November 11th is Remembrance Day and every year Canadians from sea to sea to sea pause to pay tribute to the service and sacrifices of the men and women who have served our country in times of war.
It is also a good time for us to think about the ways in which we remember and honour the legacy of those who have served. The area around our National War Memorial, which I can see from my office on Parliament Hill, has undergone extensive construction recently, but the Memorial is now once again accessible.
The Memorial, titled “The Response”, celebrates the contribution of Canadians when conflict has threatened peace and freedom. It is a theme that is still important today, as Canadians continue to serve as peacekeepers around the world.
Currently, close to 4,000 Canadian forces personnel are deployed in 19 international locations. Whenever peace and security are threatened, Canadian peacekeepers and humanitarian aid is not far behind.

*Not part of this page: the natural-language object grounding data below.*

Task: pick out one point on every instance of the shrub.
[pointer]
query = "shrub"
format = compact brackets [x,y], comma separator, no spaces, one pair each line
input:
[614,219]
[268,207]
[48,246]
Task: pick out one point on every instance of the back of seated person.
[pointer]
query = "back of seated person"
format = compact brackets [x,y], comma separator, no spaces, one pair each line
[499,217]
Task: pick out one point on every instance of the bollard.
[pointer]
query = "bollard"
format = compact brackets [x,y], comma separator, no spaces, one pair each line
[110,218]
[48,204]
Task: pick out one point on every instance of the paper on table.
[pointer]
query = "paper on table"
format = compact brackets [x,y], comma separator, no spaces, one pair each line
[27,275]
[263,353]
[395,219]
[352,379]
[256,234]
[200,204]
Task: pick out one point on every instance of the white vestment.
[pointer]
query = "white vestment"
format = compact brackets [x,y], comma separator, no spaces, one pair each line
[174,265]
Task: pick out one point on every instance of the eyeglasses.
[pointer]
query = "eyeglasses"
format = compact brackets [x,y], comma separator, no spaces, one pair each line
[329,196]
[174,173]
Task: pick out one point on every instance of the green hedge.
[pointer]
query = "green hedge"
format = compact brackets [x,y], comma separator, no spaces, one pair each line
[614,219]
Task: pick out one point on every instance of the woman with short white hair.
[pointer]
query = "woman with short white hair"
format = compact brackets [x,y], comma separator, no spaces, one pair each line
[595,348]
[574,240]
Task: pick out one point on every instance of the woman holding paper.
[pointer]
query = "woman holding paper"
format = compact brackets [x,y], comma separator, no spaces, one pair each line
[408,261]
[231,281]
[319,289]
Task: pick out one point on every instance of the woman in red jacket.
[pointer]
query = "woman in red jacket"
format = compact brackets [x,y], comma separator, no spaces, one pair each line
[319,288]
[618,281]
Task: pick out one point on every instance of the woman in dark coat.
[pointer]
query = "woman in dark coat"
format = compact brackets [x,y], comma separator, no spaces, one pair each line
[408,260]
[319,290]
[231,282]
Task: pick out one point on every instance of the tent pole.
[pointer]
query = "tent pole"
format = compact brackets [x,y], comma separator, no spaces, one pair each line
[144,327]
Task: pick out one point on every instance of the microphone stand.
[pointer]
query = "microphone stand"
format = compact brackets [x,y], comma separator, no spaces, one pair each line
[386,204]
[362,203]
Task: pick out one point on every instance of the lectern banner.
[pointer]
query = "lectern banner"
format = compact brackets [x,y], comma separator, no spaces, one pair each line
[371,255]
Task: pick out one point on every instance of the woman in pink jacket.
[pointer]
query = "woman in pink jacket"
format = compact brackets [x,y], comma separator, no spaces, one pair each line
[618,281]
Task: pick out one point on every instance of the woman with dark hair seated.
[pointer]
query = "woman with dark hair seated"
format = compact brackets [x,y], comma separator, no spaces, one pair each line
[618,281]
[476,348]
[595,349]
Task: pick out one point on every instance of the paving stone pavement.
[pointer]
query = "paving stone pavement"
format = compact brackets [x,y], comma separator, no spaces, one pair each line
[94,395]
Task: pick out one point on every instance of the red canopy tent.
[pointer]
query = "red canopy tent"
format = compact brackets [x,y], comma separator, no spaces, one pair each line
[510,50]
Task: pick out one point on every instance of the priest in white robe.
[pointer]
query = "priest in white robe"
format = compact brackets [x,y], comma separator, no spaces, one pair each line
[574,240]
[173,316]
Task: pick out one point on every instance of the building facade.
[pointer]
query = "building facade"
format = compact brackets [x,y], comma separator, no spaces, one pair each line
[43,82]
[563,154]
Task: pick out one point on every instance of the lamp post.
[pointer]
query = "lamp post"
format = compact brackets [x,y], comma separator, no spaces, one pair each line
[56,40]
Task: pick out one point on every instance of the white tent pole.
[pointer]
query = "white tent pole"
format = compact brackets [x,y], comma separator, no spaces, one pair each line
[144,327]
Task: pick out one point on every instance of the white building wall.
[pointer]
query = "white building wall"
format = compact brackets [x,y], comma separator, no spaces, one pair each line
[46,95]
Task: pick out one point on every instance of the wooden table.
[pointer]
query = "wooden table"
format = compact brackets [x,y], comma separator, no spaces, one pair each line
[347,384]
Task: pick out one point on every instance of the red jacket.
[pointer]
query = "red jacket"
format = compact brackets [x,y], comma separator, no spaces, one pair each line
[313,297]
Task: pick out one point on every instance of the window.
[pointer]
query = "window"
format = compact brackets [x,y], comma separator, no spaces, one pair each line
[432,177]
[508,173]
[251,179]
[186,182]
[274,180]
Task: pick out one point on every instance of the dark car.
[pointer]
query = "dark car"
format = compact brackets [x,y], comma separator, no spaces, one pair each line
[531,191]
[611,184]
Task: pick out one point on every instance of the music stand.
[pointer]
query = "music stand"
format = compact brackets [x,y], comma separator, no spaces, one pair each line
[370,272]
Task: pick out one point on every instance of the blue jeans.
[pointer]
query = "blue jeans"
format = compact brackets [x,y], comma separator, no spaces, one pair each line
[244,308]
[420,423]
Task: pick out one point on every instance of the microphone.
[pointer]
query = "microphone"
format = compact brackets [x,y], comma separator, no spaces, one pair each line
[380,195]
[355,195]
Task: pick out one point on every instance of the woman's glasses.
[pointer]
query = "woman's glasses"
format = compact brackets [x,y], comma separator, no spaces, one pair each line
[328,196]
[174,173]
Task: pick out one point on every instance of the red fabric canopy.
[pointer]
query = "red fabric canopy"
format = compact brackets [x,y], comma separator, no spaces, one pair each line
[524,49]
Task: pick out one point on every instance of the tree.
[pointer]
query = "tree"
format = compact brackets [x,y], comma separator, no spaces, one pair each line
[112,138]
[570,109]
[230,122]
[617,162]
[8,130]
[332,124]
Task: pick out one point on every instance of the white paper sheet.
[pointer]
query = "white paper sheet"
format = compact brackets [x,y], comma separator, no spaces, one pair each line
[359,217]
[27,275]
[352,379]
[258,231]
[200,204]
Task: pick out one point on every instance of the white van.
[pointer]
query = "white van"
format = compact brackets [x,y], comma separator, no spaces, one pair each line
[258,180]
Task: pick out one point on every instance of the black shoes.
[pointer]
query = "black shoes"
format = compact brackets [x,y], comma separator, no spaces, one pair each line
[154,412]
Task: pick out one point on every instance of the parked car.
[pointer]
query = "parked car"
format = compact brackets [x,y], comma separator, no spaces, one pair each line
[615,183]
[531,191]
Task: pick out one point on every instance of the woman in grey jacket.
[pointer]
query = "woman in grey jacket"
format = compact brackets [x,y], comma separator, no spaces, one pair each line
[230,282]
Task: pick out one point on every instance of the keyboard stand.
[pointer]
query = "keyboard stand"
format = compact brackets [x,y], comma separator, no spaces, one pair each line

Remembering those who have fought for this country has, in recent years, taken a new turn as we have been discussing the creation of a new Canadian War Museum. The federal government has already donated surplus Department of National Defence land for the project, and the Passing the Torch fundraising campaign has already raised more than $4 million.
As an honourary member of the Westboro Branch 480 of the Royal Canadian Legion, and of the Korean Veterans Association, I am happy to support the creation of a new Canadian War Museum. A new museum for the new millennium is a fitting way to honour those who have fought to protect the freedoms we value today.